About this Blog

Frustrated with the worsening state of my chemically straightened hair and desiring a greener life style, in March 2011, I decided to transition to natural hair. As my natural hair grew out, transitioning presented a challenge for me. It was difficult to manage my extremely curly new growth and limp straight ends. So in December 2011, I cut off all my relaxed hair. It was a wonderful moment, as it was the first time in my adult life, that I’d seen my hair in its natural state. It was also terrifying, because I had no idea what to do with my “new” hair.

Thanks to the web, there was so many useful videos and forums to help me on my way. I started off many times on the wrong foot. Trying any piece of advice I saw, thinking there was a natural hair rule book that I had to play by.

A year and a half later, I’m finally starting to “get” my hair. It’s been no walk in the park. I learned very late in the process that my hair basically locks out moisture. It’s low porosity and it’s extremely difficult to moisturize. Thus, I had to throw much of what I’d learned out the window and start fresh.

My research on the web and experimentation, has helped me come up with some natural and simple ways to care for my low porosity hair. This blog will concentrate on caring for low porosity hair. If you have low porosity hair and have questions on caring for your hair or would like to contribute to this blog, please send me a message.

Please click the links below, for more info on:

  1. my hair story
  2. my regimen
  3. Intro to Hair Porosity

18 thoughts on “About this Blog

    • Thanks for stopping by!! I will try to update my posts on a weekly basis and hope that my experience can be of help to you.

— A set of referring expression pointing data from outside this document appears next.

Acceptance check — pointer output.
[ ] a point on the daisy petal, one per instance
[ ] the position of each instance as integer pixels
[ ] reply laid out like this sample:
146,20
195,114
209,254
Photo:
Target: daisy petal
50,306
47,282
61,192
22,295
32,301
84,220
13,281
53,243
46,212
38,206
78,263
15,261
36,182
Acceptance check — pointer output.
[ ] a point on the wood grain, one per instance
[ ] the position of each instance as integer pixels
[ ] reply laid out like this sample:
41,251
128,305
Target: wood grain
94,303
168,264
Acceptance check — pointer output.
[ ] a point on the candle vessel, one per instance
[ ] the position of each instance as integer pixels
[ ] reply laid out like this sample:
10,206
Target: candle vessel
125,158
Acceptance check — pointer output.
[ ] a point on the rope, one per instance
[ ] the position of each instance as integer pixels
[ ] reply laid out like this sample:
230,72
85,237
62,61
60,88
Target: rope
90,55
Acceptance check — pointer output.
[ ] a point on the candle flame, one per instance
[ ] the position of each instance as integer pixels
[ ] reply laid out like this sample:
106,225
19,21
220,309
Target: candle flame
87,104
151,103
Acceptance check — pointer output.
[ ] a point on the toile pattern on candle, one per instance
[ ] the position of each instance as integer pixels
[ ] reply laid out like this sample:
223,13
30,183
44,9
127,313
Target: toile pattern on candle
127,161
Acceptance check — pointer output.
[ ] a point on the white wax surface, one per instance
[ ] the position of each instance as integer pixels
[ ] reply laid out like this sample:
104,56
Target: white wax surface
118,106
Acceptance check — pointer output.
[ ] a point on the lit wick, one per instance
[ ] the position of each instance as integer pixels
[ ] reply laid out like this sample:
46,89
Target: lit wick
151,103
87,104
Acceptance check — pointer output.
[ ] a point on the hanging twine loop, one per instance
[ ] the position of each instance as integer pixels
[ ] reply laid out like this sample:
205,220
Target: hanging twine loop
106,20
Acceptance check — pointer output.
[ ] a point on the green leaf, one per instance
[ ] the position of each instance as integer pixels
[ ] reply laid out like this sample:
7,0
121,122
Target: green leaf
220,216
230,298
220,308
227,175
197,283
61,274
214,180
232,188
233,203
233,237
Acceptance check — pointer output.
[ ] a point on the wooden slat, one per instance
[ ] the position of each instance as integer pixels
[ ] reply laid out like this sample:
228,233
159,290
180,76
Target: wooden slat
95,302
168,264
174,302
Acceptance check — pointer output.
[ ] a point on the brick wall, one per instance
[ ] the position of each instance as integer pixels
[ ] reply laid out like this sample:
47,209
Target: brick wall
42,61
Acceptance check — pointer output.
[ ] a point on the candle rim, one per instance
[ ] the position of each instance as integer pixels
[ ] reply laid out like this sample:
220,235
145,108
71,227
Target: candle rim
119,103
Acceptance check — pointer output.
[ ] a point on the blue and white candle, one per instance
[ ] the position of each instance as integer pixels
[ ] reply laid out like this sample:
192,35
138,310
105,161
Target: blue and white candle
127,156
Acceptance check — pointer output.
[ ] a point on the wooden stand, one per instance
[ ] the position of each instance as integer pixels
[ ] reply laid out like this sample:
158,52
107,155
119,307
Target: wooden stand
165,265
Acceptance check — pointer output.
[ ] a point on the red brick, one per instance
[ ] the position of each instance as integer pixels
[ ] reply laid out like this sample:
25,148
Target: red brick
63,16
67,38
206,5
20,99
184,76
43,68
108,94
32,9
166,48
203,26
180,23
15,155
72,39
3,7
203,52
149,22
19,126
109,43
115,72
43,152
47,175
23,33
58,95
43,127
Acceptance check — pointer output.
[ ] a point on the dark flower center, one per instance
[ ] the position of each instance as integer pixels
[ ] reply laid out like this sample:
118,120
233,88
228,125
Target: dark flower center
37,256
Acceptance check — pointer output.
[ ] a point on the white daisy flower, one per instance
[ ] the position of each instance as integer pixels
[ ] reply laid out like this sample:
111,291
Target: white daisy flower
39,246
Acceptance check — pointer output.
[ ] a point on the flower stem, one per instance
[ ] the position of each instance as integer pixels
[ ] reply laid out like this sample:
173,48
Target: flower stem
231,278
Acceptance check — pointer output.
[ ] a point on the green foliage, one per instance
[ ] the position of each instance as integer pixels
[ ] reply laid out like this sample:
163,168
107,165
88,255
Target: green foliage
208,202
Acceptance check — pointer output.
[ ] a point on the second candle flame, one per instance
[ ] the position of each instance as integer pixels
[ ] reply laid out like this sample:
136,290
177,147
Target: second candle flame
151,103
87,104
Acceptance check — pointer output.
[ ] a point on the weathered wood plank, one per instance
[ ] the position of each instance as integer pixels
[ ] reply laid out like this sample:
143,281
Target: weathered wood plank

Looking forward to your comments and tips from readers as well!

  1. OMG!, you are just a blessing coming from heaven. I was trying to take care of my hair forever. Product build up etc. White thing on my hair when I conditioned or used shea butter. How do you use conditioner? how do you do your daily moisturizing? thank you again

    • Hi Poupee! Thanks for stopping by. You’re so sweet. I’m really speaking from my own experience with my natural low porosity hair and truly hope this can help anyone out there experiencing similar issues. I am going to write a post on my regimen today and go into details about my daily/weekly routine. My entries and replies may be slow at times, but fret not I will always respond. Have a lovely day!

  2. Pingback: Calling All Low Porosity Beauties | lowporosityhaircare

  3. I’ve been natural for almost 3 years. I’ve read/watched so much about natural haircare that my eyes are starting to hurt. I think I’m Finally starting to understand my hair, but finding consolidated information on low porosity haircare has been close to impossible. I can’t tell you how great it was to find this site. I’ve never commented anywhere, but I had to say, “Thank you for taking the time to create this.” It’s already super helpful and reassuring.

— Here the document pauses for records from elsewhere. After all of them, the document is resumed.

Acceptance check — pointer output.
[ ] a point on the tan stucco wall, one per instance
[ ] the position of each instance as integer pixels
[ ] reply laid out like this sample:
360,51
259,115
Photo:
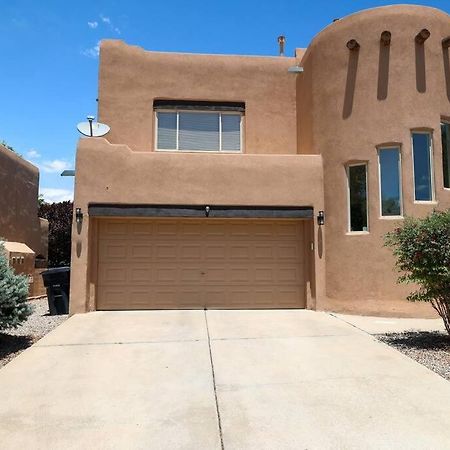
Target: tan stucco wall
300,132
358,268
127,177
19,186
131,78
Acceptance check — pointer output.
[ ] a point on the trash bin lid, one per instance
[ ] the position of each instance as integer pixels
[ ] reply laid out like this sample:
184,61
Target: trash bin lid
56,270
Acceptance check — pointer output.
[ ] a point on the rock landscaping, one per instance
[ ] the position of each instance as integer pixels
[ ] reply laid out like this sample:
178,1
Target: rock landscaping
15,341
430,348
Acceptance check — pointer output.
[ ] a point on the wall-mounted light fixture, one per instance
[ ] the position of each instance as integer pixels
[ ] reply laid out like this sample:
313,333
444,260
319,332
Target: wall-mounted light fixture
353,44
320,218
78,215
386,38
295,69
422,36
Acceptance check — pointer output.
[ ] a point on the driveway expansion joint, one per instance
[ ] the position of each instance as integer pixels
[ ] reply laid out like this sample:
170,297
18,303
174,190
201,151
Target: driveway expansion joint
219,422
78,344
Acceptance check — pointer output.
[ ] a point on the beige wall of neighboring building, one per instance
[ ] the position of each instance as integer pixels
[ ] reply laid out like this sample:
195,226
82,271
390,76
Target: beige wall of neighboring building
19,221
300,132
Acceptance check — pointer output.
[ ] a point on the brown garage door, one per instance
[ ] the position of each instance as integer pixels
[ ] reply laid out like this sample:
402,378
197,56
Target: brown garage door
197,263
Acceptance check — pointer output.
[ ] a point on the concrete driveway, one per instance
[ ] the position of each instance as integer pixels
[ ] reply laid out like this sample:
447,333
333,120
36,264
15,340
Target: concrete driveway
219,379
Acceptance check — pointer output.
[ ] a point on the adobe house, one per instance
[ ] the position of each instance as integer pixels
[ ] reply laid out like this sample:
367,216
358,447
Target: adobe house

    • Thank you for commenting and I’m really happy the information helps! I too know how frustrating it is to start over and figure out why things aren’t working in your regimen.

  4. I am happy I have come across your blog, and hope I can learn a lot from you! I had my last relaxer about the same time you had yours, and although it has been about 2 years, I still feel like I know nothing about my hair…I too have watched countless videos, but my hair still presents a challenge! My hair will not accept ANYTHING! The porosity is ridiculously low! I think I have to incorporate heat into my regimen! Now, i would like to know which is preferable, a heat cap or a bonnet dryer…
    Anyway, I do know that I have low porosity, fine, but dense hair… and my hair always feels dry! So hopefully I will try stuff that you do and hope it works for me!

    • Hi, thanks for stopping by! Yes heat + low porosity + DCs are a must. You’ll notice a difference. I use a bonnet bc that’s what I found available to me in Europe. If you have a heat cap, by all means use that. In general I’d say any source of heat is good. Steamers probably the most effective. But with a plastic cap and a source of heat, you’re on the right track.

  5. Just discovered your blog, and I am so grateful! I’ve read every post and taken notes! Thank you so much for taking the time to share what works and doesn’t work for your hair. I’ve been struggling with maintaining my low porosity hair’s moisture for a long time. You have given me some great tips! Hopefully my hair will be as shiny as yours when I start implementing your methods (today)! Have you ever tried using castile soap instead of the baking soda? I’ve been researching this option as well…Thanks again!

    • Hi! Thanks for your nice compliments and for stopping by! I have never tried Castile soap, but have heard good things about it as a clarifier. Let me know what tips you test out and how they work for you.

  6. So glad to have come across this blog that is specifically on low porosity hair as I have been feeling quite frustrated that my hair does not look as healthy and as gorgeous as what I see online. Since I know I can have countless questions, I will ask one at a time so as not to get overwhelmed. Question one, on co-wash days, after washing with conditioner, should I condition the hair and if yes, can I use the same conditioner I used for co-washing?

    • Hi! Thx for commenting! I’m not a cowasher and always use some type of cleansing product. However, there isn’t a one-fits-all hair standard. What I can say is warm water, heat and ph are important steps in getting your hair moisturized. So be sure to factor these things into your regimen. Hope that helps and please keep with it, don’t get discouraged!